Loan Calculator

Simulate any loan or financing: enter the amount, interest rate and term to see the monthly payment, total interest and the year-by-year amortization schedule. You can also compare fixed payments with the declining-payment system.

YearInterestPrincipalBalance

How to use

  1. Enter the total value of the loan or of the asset being financed.
  2. If there is a down payment, enter it — the calculator subtracts it automatically.
  3. Enter the interest rate (monthly or yearly) and the term.
  4. Choose the payment system: fixed (Price), declining (SAC) or compare both.

How loan payments are calculated

In the Price system (also called French amortization, used in most personal loans and car financing), every payment is identical. Early payments are mostly interest; over time, a larger share goes to the principal. The formula is PMT = PV × i ÷ (1 − (1+i)⁻ⁿ).

In the SAC system (constant amortization, common in mortgage financing), you repay the same amount of principal every month, so payments start higher and shrink over time. Total interest is always lower than in the Price system for the same rate and term.

Price or SAC — which one is better?

SAC costs less in total interest, but the first payments are higher — it suits borrowers with room in their budget today. Price has smaller, predictable initial payments, which helps approval when the bank limits the payment to a share of your income. Use the "Compare both" option above to see the exact difference in your case before talking to the bank.

Tips before signing a loan

Always compare the total effective cost, not just the rate: insurance and fees can add several points. Simulate a shorter term — the payment rises less than you expect and the interest drops dramatically. And check the amortization table: knowing your balance each year is essential if you plan to pay the loan off early.
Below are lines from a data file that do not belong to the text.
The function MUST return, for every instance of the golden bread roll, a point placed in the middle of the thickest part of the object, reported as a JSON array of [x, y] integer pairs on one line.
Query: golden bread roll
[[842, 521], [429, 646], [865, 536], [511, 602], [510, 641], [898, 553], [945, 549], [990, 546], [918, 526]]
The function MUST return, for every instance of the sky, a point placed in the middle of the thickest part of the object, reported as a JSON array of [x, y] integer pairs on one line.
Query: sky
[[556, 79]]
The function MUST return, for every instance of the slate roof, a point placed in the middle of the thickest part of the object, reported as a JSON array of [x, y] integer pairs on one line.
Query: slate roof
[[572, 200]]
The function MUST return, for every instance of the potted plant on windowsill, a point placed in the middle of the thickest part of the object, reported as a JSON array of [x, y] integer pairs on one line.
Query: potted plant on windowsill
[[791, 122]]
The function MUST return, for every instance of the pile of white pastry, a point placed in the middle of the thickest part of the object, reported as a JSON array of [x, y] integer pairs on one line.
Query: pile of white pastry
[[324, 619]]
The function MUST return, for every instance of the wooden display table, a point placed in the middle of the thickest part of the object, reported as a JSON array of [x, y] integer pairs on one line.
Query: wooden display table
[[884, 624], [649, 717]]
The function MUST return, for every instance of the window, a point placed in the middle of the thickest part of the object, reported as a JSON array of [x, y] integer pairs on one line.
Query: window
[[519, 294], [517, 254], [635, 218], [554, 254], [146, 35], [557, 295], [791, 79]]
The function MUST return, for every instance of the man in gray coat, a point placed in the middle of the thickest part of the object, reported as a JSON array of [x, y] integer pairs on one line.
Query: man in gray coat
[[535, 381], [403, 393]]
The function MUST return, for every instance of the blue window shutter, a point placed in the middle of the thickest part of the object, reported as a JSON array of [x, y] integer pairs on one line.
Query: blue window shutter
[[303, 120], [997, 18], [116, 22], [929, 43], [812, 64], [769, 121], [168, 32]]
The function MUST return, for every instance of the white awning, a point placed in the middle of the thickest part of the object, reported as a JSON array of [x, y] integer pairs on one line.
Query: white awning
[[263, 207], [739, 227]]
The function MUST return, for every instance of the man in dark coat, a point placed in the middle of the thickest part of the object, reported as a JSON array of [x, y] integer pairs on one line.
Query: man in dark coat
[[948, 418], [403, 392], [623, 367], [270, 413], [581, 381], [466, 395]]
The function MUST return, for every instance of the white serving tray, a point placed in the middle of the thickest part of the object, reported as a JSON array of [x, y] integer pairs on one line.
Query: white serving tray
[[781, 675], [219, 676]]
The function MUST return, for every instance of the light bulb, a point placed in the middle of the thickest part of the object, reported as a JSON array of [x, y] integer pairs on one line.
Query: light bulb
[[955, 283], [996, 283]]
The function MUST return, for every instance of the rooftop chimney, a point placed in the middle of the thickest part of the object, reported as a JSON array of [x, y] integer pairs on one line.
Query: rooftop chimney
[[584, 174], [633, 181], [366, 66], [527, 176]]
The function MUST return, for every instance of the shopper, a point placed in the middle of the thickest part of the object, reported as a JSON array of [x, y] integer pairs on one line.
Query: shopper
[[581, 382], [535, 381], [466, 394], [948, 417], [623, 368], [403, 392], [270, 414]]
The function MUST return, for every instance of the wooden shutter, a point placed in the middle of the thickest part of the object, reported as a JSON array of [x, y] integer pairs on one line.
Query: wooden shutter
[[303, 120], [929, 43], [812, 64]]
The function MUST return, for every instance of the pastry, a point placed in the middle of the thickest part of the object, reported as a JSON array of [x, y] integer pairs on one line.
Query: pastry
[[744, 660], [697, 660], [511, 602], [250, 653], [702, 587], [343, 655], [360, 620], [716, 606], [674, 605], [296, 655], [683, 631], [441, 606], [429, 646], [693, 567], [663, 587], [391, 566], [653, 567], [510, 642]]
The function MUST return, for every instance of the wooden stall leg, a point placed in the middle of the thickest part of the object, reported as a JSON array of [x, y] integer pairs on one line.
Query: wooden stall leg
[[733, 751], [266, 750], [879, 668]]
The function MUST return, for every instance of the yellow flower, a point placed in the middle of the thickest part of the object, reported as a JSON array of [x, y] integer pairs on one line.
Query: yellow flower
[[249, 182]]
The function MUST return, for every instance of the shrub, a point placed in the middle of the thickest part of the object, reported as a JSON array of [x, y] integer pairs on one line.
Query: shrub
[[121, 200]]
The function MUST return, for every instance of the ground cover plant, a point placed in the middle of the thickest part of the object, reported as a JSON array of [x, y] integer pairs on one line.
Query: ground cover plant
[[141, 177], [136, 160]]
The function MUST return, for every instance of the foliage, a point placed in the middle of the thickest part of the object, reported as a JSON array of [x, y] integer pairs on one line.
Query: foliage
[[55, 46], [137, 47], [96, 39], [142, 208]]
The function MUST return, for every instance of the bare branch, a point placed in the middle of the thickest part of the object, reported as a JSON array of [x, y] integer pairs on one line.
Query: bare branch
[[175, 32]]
Frequently asked questions

What is the difference between Price and SAC?

Price has equal payments for the whole term. SAC repays the same principal every month, so payments start higher and decrease — and total interest ends up lower.

Should I enter a monthly or yearly rate?

Either — select the matching option. The conversion uses compound equivalence, the same method banks use.

Does the result include insurance and bank fees?

No. The simulation covers principal and interest only. Real contracts add insurance and administrative fees, so the bank payment will be slightly higher.

Which system do banks use for mortgages?

Most mortgage lenders offer both. SAC is the most common choice for long terms because total interest is much lower; Price is chosen when a smaller initial payment is needed.

Is my data sent anywhere?

No. Everything is calculated in your browser — nothing you type leaves your device.